Making machine data searchable
Splunk was founded in 2003 by Michael Baum, Rob Das and Erik Swan around a deceptively simple idea: the logs and events that servers, applications, networks and devices generate constantly are a goldmine, if only you could search them like the web. Splunk's platform indexed that unstructured machine data and let users query it with a purpose-built Search Processing Language, surfacing patterns for troubleshooting, capacity planning and — increasingly — security. The name was a play on spelunking, the exploration of caves, because that was the experience: going into the dark, messy interior of an organization's data exhaust and finding what mattered.

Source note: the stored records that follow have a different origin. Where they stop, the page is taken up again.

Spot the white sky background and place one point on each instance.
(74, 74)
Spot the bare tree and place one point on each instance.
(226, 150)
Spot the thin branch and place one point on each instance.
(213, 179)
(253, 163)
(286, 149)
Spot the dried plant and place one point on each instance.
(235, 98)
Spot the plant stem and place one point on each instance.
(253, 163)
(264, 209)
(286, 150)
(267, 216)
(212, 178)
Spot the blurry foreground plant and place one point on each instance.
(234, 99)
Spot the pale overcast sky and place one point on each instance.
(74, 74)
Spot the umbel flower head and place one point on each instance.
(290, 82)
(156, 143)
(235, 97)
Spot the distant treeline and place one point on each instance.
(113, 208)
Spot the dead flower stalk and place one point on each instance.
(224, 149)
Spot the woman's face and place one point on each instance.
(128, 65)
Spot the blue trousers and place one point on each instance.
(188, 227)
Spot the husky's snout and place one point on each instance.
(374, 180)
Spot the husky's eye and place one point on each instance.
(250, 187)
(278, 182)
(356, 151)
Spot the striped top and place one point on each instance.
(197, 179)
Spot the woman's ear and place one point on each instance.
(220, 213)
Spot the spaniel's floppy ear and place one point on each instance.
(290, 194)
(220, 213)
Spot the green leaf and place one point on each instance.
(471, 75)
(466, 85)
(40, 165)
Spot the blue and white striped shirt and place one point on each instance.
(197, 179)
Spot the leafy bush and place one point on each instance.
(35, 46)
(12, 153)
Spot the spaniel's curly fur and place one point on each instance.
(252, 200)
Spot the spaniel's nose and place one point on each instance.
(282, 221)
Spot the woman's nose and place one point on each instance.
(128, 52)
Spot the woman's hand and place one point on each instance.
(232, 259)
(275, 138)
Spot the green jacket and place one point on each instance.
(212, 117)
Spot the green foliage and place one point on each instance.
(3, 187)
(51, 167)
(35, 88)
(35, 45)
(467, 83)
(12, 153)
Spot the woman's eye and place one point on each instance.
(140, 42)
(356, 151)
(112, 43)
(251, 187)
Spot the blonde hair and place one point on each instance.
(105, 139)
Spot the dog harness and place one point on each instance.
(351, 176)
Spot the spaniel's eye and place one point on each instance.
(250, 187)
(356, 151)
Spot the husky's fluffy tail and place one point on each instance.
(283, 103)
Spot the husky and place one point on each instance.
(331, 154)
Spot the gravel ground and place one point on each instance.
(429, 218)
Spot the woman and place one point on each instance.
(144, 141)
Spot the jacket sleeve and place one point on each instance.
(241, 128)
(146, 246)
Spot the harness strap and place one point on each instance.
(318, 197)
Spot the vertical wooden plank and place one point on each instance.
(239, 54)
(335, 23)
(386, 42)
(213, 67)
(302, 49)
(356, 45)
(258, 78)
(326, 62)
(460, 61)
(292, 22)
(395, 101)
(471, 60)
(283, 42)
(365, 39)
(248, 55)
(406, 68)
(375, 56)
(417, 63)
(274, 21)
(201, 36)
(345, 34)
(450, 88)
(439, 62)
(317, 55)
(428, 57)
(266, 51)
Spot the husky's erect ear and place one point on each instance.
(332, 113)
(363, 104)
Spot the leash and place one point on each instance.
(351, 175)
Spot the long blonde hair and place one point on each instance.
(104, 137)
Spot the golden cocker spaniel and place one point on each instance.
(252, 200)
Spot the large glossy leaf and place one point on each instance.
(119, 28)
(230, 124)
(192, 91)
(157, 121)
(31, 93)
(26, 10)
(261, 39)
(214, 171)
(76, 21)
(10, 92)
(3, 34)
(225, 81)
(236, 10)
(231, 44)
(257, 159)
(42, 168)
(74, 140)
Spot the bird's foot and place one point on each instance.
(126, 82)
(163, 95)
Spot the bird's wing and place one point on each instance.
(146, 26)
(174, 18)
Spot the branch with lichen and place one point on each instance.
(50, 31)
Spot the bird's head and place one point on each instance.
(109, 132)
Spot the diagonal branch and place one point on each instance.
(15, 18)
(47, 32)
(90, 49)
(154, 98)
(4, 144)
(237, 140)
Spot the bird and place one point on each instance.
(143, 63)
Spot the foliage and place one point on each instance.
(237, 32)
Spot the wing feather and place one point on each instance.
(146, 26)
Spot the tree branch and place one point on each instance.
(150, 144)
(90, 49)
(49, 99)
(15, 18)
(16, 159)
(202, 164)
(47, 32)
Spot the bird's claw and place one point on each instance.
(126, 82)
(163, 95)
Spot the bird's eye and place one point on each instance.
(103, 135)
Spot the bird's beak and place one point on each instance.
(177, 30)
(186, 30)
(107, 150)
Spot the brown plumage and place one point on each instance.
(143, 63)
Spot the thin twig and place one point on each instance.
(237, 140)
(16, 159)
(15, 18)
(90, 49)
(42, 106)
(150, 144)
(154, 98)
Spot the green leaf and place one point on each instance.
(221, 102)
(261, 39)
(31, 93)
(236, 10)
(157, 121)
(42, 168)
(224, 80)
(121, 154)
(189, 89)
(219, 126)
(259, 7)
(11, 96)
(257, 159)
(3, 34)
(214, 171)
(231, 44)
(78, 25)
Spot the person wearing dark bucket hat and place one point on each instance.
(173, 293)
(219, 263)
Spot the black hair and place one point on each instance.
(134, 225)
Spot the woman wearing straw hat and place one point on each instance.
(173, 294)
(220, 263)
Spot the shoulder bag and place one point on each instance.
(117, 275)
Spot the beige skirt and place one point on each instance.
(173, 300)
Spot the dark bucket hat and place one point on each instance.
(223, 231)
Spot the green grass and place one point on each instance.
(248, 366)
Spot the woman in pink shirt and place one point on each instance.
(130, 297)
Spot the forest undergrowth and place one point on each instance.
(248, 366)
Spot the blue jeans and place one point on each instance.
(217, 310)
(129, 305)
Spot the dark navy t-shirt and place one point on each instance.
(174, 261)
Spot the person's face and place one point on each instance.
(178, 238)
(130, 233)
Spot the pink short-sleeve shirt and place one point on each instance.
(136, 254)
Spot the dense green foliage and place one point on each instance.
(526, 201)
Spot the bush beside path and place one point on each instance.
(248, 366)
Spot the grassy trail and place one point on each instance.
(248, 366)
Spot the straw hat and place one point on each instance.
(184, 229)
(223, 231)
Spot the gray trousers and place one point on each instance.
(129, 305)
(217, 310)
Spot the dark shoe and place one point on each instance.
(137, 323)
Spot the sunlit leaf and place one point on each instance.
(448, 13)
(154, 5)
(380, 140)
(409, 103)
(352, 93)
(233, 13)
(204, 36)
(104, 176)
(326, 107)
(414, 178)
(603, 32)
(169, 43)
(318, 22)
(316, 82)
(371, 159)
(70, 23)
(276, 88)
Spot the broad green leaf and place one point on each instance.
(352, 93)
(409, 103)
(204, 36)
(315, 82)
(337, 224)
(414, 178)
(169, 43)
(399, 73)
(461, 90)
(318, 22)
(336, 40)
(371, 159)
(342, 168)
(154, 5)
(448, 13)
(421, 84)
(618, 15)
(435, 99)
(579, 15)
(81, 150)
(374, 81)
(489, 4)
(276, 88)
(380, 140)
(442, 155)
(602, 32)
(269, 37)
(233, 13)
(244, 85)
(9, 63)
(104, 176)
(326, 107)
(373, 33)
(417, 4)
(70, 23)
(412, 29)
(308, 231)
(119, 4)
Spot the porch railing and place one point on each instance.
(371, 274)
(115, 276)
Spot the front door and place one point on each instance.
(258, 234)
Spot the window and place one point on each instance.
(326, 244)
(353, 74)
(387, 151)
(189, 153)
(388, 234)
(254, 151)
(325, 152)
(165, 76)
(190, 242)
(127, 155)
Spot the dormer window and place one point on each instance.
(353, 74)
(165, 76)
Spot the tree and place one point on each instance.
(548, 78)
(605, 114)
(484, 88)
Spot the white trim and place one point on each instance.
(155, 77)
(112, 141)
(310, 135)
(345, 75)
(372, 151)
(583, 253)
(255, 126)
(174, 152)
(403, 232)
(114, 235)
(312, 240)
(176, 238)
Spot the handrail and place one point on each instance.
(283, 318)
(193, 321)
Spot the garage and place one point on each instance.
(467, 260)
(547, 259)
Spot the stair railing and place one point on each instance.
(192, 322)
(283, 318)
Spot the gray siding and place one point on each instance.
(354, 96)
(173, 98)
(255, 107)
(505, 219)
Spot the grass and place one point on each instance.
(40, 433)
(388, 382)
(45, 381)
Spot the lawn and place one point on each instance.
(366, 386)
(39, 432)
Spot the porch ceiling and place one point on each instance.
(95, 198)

It spread bottom-up through IT and security teams before becoming an enterprise standard.
The SIEM that ran the SOC
Security became Splunk's center of gravity. Splunk Enterprise Security, built on the core data platform, grew into one of the most widely deployed SIEMs in the world — the system analysts lived in to correlate logs, hunt threats, investigate incidents and run risk-based alerting across an entire infrastructure. For a generation of security operations centers, 'we run Splunk' was shorthand for the whole detection stack. Its flexibility was its moat: because it could ingest almost any data and let analysts write their own searches and dashboards, it embedded itself so deeply into enterprise and government workflows that ripping it out was nearly unthinkable. That stickiness is what ultimately made it worth $28 billion to a buyer.